Scientists in the field of molecular electronics have extensively explored how electrons travel through single molecules of DNA. They’ve shown that A and B configurations of DNA differ in single-molecule conductance and that the electrical properties of DNA change once it binds other molecules. Such studies use electronic devices with single-molecule junctions where a DNA molecule bridges a nanoscale gap between metal electrodes.
However, scientists have primarily focused on electrical transmission through a static DNA molecule at thermodynamic equilibrium. This is largely because only very short stretches of DNA have been successfully used in these electronic devices until now. Electrical conductance through single molecules of DNA falls sharply as the length of the molecule increases, posing technical limitations. But the structure of DNA is dynamic with shape-shifting higher-order structures. The effect of higher-order DNA structures on the design of single-molecule electronic devices has remained unclear.
In an article published in Nature Communications (“Single-molecule junction spontaneously restored by DNA zipper”), researchers at the Tokyo Institute of Technology claim to have achieved an unprecedented high conductivity using a single, long DNA molecule-based junction where the DNA molecule in a “zipper” configuration restores itself under electrical failure.
Tomoaki Nishino, PhD, associate professor at Tokyo Tech and who is senior author on the paper said, “We investigated electron transport through the single-molecule junction of a ‘zipper’ DNA that is oriented perpendicular to the axis of a nanogap between two metals.
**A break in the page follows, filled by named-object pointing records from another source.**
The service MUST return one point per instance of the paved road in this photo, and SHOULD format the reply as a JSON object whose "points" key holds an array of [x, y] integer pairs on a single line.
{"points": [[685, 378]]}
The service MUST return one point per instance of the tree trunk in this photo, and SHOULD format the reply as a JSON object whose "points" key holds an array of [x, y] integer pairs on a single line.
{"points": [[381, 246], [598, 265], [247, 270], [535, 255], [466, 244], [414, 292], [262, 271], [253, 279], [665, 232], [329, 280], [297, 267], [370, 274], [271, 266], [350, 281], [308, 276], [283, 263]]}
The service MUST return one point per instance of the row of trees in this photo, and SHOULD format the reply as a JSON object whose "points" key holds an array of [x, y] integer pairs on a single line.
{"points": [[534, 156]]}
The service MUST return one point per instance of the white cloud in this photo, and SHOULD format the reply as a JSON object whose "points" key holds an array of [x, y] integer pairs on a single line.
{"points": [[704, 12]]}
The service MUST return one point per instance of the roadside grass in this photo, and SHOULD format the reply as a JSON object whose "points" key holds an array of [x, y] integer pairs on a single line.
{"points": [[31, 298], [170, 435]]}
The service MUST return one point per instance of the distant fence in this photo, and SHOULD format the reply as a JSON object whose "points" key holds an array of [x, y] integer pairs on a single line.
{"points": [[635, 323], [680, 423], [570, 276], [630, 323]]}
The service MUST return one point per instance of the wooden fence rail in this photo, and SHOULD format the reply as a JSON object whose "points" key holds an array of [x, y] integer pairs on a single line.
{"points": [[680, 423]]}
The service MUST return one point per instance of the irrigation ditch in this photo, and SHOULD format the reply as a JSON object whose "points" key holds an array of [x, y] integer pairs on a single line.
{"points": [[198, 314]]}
This single-molecule junction differs from a conventional one not only in the DNA configuration but also in orientation relative to the nanogap axis.”
The team used a 10- and 90-base-pair long DNA strand to form the zipper-like configuration and attach these to either a gold surface or to the metal tip of a scanning tunneling microscope that can image surfaces at atomic levels. The separation between the tip and the surface constitutes the “nanogap” that holds the DNA.
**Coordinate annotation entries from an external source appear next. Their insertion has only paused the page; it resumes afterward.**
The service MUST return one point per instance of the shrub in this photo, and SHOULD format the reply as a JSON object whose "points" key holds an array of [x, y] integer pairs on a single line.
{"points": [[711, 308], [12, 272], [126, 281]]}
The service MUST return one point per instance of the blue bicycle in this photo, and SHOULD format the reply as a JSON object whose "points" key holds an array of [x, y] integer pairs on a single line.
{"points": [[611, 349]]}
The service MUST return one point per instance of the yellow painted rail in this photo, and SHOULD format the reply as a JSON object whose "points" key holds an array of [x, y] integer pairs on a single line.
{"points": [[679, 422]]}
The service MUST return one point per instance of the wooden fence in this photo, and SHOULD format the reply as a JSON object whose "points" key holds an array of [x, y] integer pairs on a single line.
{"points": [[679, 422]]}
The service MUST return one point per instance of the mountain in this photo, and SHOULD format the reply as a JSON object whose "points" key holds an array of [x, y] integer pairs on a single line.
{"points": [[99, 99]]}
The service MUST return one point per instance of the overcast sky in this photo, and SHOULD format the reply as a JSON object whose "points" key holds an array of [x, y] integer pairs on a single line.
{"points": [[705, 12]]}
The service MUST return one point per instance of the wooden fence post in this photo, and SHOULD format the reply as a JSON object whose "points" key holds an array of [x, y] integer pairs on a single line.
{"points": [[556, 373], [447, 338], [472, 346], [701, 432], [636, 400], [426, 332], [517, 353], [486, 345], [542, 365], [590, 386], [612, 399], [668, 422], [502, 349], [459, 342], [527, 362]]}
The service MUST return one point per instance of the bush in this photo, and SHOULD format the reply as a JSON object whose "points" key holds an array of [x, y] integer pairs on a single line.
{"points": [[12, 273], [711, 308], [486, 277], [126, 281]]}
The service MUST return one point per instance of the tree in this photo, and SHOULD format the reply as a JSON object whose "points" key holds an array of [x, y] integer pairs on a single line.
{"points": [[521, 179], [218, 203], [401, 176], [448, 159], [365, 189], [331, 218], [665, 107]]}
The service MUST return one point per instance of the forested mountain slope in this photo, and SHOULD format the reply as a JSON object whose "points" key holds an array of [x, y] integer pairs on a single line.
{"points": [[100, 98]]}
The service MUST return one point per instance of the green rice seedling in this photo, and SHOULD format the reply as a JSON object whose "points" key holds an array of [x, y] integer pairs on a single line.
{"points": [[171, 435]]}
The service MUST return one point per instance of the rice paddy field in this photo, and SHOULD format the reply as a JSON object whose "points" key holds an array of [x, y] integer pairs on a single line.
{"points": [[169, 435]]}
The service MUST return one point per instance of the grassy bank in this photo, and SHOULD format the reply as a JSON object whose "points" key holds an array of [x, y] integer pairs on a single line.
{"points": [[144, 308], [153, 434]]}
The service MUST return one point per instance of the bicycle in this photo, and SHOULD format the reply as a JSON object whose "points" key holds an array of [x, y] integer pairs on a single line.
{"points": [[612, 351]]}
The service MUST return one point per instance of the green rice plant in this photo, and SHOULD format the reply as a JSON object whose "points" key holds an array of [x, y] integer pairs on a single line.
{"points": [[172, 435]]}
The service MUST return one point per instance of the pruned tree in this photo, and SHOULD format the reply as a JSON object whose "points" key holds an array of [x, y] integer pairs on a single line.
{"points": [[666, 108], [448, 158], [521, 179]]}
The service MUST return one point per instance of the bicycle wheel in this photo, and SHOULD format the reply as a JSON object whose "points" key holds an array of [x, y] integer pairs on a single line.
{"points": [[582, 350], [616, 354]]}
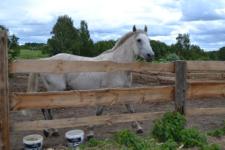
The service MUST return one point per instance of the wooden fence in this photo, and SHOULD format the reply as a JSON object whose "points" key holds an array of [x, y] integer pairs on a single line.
{"points": [[179, 92]]}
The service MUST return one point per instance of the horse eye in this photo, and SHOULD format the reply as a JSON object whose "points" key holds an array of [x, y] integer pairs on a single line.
{"points": [[139, 40]]}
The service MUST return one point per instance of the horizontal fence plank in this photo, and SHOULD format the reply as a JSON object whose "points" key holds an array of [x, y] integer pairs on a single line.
{"points": [[106, 119], [205, 111], [61, 66], [207, 75], [83, 98], [201, 66], [208, 89], [84, 121]]}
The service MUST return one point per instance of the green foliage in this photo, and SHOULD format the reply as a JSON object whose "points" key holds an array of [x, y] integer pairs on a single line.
{"points": [[192, 137], [134, 142], [217, 132], [14, 49], [130, 140], [169, 127], [221, 53], [169, 145], [94, 144], [13, 45], [211, 147], [65, 37]]}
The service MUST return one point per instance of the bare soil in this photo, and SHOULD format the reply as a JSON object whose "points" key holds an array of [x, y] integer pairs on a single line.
{"points": [[18, 83]]}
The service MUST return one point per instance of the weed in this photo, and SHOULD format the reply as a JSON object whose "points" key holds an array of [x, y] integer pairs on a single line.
{"points": [[192, 137], [169, 127]]}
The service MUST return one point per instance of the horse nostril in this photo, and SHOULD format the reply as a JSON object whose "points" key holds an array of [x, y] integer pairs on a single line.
{"points": [[149, 55]]}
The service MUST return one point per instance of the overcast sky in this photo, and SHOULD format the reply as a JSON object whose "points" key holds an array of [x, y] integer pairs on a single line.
{"points": [[204, 20]]}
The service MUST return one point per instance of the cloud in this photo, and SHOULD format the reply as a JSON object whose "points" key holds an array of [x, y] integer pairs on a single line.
{"points": [[32, 21], [202, 10]]}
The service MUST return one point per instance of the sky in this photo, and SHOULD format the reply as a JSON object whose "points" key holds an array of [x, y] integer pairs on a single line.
{"points": [[204, 20]]}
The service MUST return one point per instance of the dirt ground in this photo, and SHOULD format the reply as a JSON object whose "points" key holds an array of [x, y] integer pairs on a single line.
{"points": [[18, 83]]}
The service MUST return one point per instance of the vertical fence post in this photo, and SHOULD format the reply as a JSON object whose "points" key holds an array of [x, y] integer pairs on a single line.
{"points": [[180, 86], [4, 92]]}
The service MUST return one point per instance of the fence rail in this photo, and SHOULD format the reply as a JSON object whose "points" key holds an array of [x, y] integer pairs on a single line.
{"points": [[182, 90], [62, 66]]}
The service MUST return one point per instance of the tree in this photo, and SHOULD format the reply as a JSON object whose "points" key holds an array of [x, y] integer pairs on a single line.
{"points": [[13, 45], [86, 47], [183, 41], [221, 53], [14, 48], [65, 37]]}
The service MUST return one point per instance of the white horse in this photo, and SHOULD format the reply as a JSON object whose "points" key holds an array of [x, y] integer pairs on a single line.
{"points": [[131, 45]]}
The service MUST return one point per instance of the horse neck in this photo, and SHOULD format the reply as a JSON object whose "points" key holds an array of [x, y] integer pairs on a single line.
{"points": [[125, 52]]}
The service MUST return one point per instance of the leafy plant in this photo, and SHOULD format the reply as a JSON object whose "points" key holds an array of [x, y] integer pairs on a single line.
{"points": [[169, 127], [192, 137], [217, 132], [169, 145], [211, 147], [129, 139]]}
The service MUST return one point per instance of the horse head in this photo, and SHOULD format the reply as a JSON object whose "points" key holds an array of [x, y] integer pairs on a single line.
{"points": [[142, 44]]}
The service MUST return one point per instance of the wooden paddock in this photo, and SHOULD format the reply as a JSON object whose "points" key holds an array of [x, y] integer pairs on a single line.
{"points": [[182, 90]]}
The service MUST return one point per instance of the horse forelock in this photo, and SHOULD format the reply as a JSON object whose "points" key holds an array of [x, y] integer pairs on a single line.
{"points": [[124, 39]]}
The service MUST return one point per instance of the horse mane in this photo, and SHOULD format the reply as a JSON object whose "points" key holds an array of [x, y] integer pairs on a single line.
{"points": [[122, 40]]}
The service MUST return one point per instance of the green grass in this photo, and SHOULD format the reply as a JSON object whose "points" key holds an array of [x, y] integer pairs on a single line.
{"points": [[168, 133], [31, 54]]}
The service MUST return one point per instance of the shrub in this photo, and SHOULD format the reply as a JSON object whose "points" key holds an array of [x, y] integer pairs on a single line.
{"points": [[211, 147], [169, 145], [217, 132], [129, 139], [192, 137], [169, 127]]}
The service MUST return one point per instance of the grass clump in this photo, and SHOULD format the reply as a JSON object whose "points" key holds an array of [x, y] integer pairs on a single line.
{"points": [[211, 147], [217, 132], [169, 127], [192, 137]]}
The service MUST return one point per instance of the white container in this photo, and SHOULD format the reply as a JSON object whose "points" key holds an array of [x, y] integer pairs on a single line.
{"points": [[74, 138], [33, 142]]}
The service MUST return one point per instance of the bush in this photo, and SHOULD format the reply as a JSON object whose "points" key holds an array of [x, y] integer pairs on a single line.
{"points": [[217, 132], [169, 145], [169, 127], [211, 147], [192, 137], [130, 140]]}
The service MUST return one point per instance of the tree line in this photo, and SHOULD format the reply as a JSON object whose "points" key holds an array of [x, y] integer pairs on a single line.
{"points": [[66, 38]]}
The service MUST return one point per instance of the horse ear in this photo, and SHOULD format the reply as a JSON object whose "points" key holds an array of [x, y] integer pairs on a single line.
{"points": [[134, 28], [146, 29]]}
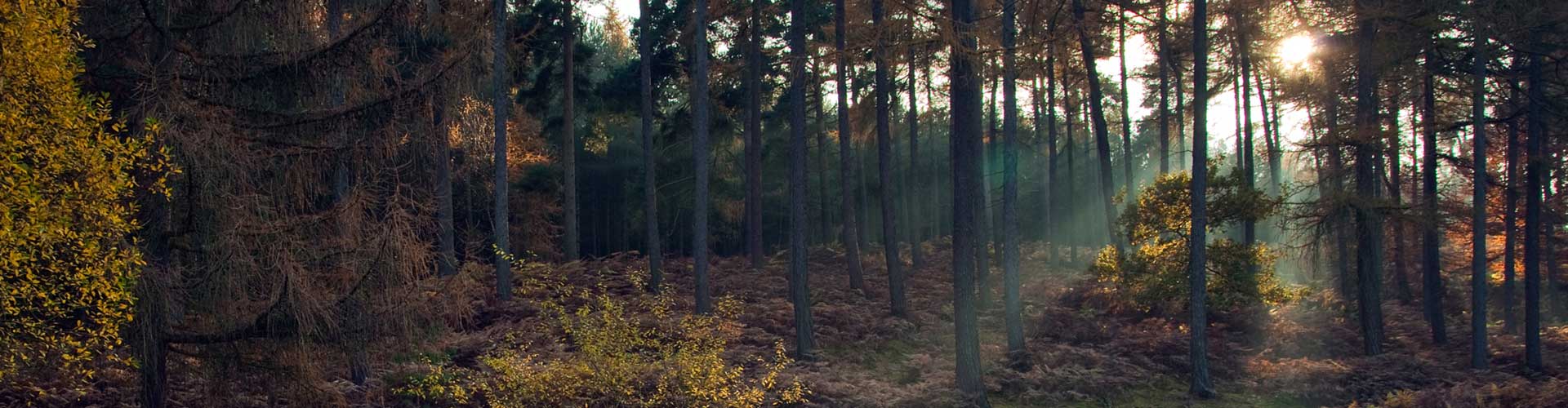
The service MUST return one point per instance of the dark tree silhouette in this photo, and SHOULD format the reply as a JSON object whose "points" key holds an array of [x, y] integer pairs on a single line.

The team measured “tunneling currents” across this nanogap to estimate the conductivity through the DNA junctions against an empty nanogap that does not contain DNA, in “break-junction experiments” based on scanning tunneling microscopy.
They also carried out simulations of the underlying “unzipping” dynamics of the junctions. They observed that the single-molecule junction with the long 90-mer DNA showed an unusually high conductance. The simulations showed this could be due to a system of delocalized π-electrons that move around freely in the molecule.
Another interesting insight gained from the simulation is that the single-molecule junction can restore itself by zipping itself up repeatedly and spontaneously from an unzipped state without a complete structural breakdown, even upon electrical failure. This indicates, the single-molecule junction is both resilient and reproducible, providing a basis for new designs.
“Our study demonstrated that a DNA dynamic structural change could be applied to a single-molecule junction by using the zipper configuration. The findings pave the way for novel functionality and superior properties of nanoscale electronic devices,” the authors noted.
The team is excited about future ramifications in technology based on their discovery. An optimistic Nishino said, “The strategy presented in our study could provide a basis for innovations in nanoscale electronics with superior designs of single-molecule electronics that could likely revolutionize nanobiotechnology, medicine, and related fields.”